In 2001-02, Myanmar engaged in serious military skirmishes with Thailand on the northern border in Mae Sai-Tachilek.
Thailand scrambled F-16 jet fighters in the border region and successfully disrupted communications between commanders and frontline troops. Myanmar’s generals were humiliated and subsequently bought Russian-made MiG-29 jet fighters and missiles, and even sent secret military delegations to North Korea to buy more weapons.
‘Guardian of the State’
According to the 2016 defense strategy paper, in which the military outlined its strategies and policies, one of its key goals is to build a strong, competent and modern patriotic force to serve as the guardian of the state. The military has also improved relations with neighbors including Thailand, Vietnam, China, India, Japan and Russia.
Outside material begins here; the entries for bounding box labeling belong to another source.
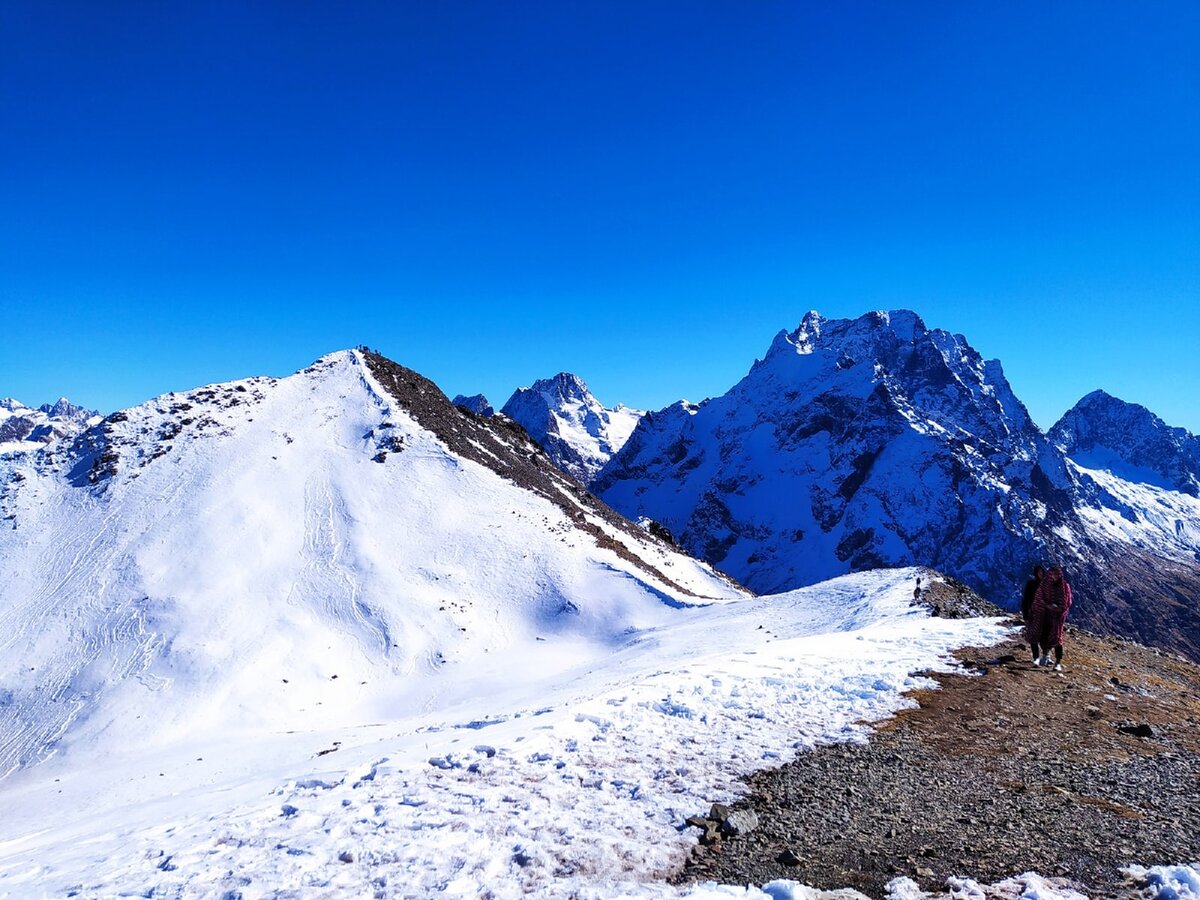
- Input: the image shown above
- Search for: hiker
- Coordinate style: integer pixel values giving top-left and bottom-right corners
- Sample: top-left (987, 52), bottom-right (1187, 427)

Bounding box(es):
top-left (1025, 565), bottom-right (1070, 672)
top-left (1021, 564), bottom-right (1046, 622)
The immediate concern Myanmar and the military face is continuing pressure from the West, including sanctions.
This week, the European Union extended an arms embargo and placed sanctions on 14 top military and border officials. Military spokesperson Brigadier General Zaw Min Tun told the media that most of the military’s weaponry systems come not from the EU, “but from Russia and China, so Myanmar will not be affected very much.”
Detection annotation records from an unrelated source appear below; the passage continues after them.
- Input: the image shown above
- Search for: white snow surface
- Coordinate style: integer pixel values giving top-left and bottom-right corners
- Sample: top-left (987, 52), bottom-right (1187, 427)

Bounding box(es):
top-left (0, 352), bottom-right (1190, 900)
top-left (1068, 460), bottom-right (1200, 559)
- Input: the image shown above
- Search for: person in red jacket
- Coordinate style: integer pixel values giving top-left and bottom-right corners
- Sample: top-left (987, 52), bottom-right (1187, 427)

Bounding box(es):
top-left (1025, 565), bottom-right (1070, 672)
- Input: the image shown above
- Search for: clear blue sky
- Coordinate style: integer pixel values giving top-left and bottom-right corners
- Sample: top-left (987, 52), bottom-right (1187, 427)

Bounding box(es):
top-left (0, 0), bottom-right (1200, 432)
With Western sanctions on Myanmar remaining in place, Myanmar generals will have zero chance to forge military relations with the U.S., the E.U. and others in the West.
It is true that Myanmar’s generals will have to contend with regional and traditional allies. The military is accused of human rights violations while wanting to retain its national political role. It is impossible that the generals will get a welcome reception in the West.
When it comes to the Bear and the Dragon, history teaches Myanmar’s military leaders that their best bet is to play safe.
Aung Zaw is founding editor-in-chief of The Irrawaddy.